A excursão, para alívio generalizado, está salva.

Poucos dias depois, o Flamengo desembarca em Belém, sob uma caudalosa ovação de uma multidão que recepciona a delegação.

A excursão é um sucesso absoluto, em todos os aspectos. O Flamengo vence uma seleção reserva paraense, ainda em dezembro, por 5-1. Já em janeiro, empata com o scratch do Pará (1-1), mantendo em aberto a disputa da Taça Tricentenário. A seguir, vence Paysandu (4-0), Remo (3-2) e o scratch paraense (2-0). E, por fim, no que seria o desempate contra a seleção paraense pela posse do Troféu Tricentenário, acaba vendo o jogo (ainda 0-0) ser interrompido por um temporal com apenas 20' disputados.

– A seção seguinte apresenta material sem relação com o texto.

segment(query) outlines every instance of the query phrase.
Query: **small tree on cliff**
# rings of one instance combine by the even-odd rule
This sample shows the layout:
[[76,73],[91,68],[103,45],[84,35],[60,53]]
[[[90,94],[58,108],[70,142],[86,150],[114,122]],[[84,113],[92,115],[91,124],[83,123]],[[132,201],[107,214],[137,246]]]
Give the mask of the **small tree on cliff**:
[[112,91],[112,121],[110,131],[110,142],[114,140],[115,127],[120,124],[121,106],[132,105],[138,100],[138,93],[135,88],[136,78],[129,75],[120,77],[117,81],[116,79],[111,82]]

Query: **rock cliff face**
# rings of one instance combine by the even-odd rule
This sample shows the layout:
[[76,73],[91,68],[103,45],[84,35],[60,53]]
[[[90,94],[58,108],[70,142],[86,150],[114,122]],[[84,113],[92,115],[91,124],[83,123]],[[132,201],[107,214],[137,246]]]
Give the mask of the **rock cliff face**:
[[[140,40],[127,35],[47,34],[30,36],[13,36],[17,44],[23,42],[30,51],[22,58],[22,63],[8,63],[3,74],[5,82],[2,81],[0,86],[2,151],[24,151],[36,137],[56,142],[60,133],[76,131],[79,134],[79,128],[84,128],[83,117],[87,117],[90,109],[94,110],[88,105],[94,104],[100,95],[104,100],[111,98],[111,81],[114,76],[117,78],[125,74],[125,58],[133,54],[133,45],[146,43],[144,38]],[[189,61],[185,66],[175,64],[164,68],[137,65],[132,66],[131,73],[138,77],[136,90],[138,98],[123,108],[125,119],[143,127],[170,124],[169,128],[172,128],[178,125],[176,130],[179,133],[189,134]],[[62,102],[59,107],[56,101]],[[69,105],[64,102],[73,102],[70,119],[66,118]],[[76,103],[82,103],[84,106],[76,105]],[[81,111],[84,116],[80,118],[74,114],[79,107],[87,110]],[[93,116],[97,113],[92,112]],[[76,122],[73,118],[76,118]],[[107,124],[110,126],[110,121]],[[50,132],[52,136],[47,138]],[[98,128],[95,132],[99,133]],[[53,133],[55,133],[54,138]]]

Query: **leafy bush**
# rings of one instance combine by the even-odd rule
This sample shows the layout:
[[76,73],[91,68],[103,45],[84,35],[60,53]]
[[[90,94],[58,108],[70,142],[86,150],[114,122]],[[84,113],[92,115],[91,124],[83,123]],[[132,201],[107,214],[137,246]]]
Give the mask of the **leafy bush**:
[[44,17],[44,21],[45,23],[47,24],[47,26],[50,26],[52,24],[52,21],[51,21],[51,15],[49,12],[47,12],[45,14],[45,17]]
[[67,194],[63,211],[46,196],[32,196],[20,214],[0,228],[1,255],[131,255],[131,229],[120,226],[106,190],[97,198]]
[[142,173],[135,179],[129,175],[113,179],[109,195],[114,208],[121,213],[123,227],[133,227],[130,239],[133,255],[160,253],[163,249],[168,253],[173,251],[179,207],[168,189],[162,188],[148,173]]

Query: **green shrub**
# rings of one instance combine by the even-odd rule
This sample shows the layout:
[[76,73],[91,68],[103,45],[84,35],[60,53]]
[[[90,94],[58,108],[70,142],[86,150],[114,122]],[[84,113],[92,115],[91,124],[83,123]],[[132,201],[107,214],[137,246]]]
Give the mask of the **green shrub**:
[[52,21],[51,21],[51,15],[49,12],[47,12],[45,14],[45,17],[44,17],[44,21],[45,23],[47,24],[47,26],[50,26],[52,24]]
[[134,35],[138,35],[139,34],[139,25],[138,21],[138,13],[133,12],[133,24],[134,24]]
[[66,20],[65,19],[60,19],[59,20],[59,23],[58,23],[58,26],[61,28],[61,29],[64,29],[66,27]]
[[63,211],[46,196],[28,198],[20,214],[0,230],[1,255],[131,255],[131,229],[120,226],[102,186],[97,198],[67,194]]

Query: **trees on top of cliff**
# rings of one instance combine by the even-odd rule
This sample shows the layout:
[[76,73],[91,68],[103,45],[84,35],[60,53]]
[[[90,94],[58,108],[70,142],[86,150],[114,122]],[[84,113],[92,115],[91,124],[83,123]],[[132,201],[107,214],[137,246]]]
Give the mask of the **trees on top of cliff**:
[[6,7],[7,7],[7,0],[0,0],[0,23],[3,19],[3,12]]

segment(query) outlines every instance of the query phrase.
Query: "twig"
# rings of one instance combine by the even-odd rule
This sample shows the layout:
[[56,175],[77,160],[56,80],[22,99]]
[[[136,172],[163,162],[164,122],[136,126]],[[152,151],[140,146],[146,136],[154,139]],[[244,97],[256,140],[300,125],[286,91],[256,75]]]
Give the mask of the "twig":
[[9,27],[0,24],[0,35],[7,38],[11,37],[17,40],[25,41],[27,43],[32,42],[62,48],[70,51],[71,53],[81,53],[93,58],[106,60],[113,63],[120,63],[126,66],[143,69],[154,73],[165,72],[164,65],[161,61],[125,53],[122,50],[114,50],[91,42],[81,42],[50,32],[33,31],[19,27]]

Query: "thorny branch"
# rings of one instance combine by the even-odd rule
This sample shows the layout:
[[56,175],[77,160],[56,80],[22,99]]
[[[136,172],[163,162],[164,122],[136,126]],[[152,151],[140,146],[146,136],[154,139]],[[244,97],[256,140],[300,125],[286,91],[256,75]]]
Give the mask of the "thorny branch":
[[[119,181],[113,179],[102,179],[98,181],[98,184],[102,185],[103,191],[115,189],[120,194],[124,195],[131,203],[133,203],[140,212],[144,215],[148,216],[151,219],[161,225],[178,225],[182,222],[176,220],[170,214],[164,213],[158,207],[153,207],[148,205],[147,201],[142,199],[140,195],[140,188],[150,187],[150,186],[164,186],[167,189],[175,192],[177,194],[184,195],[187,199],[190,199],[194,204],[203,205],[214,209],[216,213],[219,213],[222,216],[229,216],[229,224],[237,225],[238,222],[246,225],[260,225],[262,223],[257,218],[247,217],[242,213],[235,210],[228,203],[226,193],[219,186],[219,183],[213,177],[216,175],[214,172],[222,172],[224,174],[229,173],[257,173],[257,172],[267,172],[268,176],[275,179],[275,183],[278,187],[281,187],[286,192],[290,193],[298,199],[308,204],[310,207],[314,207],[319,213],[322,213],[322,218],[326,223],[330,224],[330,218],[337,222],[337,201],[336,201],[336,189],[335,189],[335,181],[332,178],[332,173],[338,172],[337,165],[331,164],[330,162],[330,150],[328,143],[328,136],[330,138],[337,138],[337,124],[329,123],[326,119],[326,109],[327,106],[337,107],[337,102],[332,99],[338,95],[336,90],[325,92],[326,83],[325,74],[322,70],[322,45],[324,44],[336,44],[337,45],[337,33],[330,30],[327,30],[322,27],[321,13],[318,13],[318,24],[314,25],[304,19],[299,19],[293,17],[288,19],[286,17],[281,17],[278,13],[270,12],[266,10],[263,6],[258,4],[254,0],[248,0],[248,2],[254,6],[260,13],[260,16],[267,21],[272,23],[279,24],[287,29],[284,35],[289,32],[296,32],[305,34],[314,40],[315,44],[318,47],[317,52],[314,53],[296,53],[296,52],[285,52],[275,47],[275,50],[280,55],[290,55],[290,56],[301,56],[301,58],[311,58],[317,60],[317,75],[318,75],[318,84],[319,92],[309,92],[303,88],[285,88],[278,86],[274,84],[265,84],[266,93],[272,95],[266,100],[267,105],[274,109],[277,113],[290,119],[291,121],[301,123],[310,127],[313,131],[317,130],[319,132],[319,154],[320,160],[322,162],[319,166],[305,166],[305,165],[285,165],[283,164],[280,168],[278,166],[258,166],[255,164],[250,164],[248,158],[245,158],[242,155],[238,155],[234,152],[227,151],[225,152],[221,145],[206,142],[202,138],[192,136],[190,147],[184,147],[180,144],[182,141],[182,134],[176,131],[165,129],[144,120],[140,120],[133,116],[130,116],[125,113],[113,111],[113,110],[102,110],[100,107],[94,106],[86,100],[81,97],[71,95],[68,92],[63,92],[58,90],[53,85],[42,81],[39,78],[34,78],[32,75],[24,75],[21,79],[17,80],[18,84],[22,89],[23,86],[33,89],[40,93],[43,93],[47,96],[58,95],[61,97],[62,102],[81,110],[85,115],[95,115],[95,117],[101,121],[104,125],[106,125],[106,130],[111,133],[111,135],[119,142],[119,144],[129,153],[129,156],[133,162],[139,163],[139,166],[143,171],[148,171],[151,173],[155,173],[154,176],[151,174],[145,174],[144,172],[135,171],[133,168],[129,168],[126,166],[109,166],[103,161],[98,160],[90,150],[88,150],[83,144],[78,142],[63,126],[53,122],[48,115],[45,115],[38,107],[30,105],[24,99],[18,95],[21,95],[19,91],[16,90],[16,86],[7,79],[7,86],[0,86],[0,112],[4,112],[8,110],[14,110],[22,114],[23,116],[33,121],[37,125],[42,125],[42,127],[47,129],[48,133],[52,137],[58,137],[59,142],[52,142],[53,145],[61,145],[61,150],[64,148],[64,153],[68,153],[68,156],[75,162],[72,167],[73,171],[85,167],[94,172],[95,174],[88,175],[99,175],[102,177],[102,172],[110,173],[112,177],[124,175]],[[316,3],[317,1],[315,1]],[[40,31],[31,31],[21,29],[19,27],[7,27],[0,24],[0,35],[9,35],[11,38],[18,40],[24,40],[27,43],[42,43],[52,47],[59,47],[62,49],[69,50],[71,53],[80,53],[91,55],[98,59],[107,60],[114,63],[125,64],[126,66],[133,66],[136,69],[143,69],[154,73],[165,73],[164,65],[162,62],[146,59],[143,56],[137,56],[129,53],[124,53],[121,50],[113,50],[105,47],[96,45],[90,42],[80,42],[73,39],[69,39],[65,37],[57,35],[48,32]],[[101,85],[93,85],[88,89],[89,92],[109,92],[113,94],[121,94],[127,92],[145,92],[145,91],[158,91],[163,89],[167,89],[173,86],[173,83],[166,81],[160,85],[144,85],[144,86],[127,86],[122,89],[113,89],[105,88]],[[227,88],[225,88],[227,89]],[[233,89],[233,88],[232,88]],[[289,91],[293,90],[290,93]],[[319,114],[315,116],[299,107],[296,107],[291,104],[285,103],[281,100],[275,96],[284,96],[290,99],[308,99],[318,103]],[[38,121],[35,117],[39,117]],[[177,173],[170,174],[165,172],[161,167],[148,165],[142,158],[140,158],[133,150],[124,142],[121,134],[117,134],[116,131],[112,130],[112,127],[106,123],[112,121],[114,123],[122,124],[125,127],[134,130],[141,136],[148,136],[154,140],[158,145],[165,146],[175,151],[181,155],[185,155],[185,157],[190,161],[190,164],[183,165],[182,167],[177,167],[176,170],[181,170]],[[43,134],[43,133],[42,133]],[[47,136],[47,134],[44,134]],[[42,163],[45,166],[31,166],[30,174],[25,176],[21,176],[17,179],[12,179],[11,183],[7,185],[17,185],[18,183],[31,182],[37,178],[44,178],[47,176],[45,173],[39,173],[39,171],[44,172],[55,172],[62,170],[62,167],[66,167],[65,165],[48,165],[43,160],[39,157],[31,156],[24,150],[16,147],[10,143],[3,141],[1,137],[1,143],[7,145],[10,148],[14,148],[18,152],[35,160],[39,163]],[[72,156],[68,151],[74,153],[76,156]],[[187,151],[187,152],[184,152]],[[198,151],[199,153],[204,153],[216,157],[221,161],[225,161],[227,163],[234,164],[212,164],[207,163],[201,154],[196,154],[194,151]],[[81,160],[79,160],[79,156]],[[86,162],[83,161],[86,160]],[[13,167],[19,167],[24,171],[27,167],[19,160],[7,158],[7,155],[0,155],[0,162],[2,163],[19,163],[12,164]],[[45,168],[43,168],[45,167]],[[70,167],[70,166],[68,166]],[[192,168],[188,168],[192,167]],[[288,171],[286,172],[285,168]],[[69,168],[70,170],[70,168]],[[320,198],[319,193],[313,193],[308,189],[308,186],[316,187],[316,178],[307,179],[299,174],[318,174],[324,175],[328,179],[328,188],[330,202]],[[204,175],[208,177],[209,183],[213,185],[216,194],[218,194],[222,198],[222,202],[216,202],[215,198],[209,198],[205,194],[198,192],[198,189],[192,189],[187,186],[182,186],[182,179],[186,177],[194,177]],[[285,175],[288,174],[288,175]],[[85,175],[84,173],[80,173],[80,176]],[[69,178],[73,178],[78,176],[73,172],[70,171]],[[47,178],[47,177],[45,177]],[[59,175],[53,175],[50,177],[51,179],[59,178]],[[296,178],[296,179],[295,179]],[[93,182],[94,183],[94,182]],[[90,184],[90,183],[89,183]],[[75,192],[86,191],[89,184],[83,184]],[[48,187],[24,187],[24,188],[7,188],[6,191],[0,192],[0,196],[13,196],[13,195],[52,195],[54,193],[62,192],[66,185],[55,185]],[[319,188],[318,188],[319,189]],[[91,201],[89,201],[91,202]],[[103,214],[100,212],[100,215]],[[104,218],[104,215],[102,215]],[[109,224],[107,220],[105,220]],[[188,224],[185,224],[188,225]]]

O clube desembarca na capital federal com o seguinte cartel de taças conquistadas: Troféu Jornal Folha do Norte, Troféu Artístico, Troféu Clube do Remo, Troféu Bancada Paraense. Ironicamente, o Troféu Tricentenário, pivô de toda a excursão, não terá seu desfecho consumado, restando sem vencedores.

No final de janeiro, a delegação chega à capital federal, pronta para, após breve descanso, dar início aos preparativos da longa temporada que está prestes a ter início. A recepção é calorosa, própria de um clube que já começa a formar laços fraternos de admiração e até idolatria com seus admiradores e seguidores. Relação que pode ser bem expressa na crônica publicada em uma revista da época, que prontamente se reproduzirá aqui, de forma resumida.

“Mademoiselle, logo que acorda e consegue chegar até a Praça Dom Afonso, em Petrópolis, antes de procurar as amiguinhas ou um banco onde as espere, corre para um jornaleiro.
E Mademoiselle, que preferiu sempre os diários de crônicas mundanas, agora toma nervosamente o “Jornal do Commercio” das mãos do vendedor. Pois é a verdade. Mademoiselle hoje é ‘o mais atento e constante leitor’ do Jornal do Commercio em Petrópolis. E abrindo a folha, os seus olhos correm alvoroçados as colunas dos telegramas.
O que será? Notícias da guerra? Algum voluntário patrício que estaria atualmente na Legião Estrangeira do Exército Francês?
Afinal, ela encontrou o que desejava na leitura feita com a maior emoção. Deixou o jornal cair sobre o regaço, deu um suspiro de alívio como quem tira um peso do coração, sorriu, tudo isso enquanto os olhos se umedeceram, preparando o choro.
Concluímos: tem o noivo na guerra, acaba de ler que foi ferido, mas escapou da morte e recebeu condecoração, a Medalha Militar ou a Legião de Honra.
Resolvido o problema, quisemos saborear o prazer da vitória da nossa observação. Aproximamo-nos de Mlle, e expusemos todas nossas conjecturas, à queima-roupa, satisfeitos conosco mesmo por nossa perspicácia. Mlle. sorriu e respondeu-nos, mostrando o que acabava de ler.
- Está enganado. Veja...
Vimos, lemos. Era um telegrama de Belém do Pará. O seu conteúdo:
Belém 9. De todos os jogos entre os footballers cariocas e paraenses, o mais equilibrado e renhido foi o match entre o Flamengo e o Club do Remo, terminando por vitória do Flamengo etc
- Ora, bolas...
- Ora bolas coisíssima nenhuma. É isso mesmo o que o Sr. está vendo aí. Três gols a dois, reportados lá do Pará. E não adianta insistir, porque não abandono o meu Club...
E, antes de correr para o canto oposto do largo, em busca de uma camarada, ainda exclamou:


- Hurrah, hurrah, hurrah, FLA-MEN-GO!!!”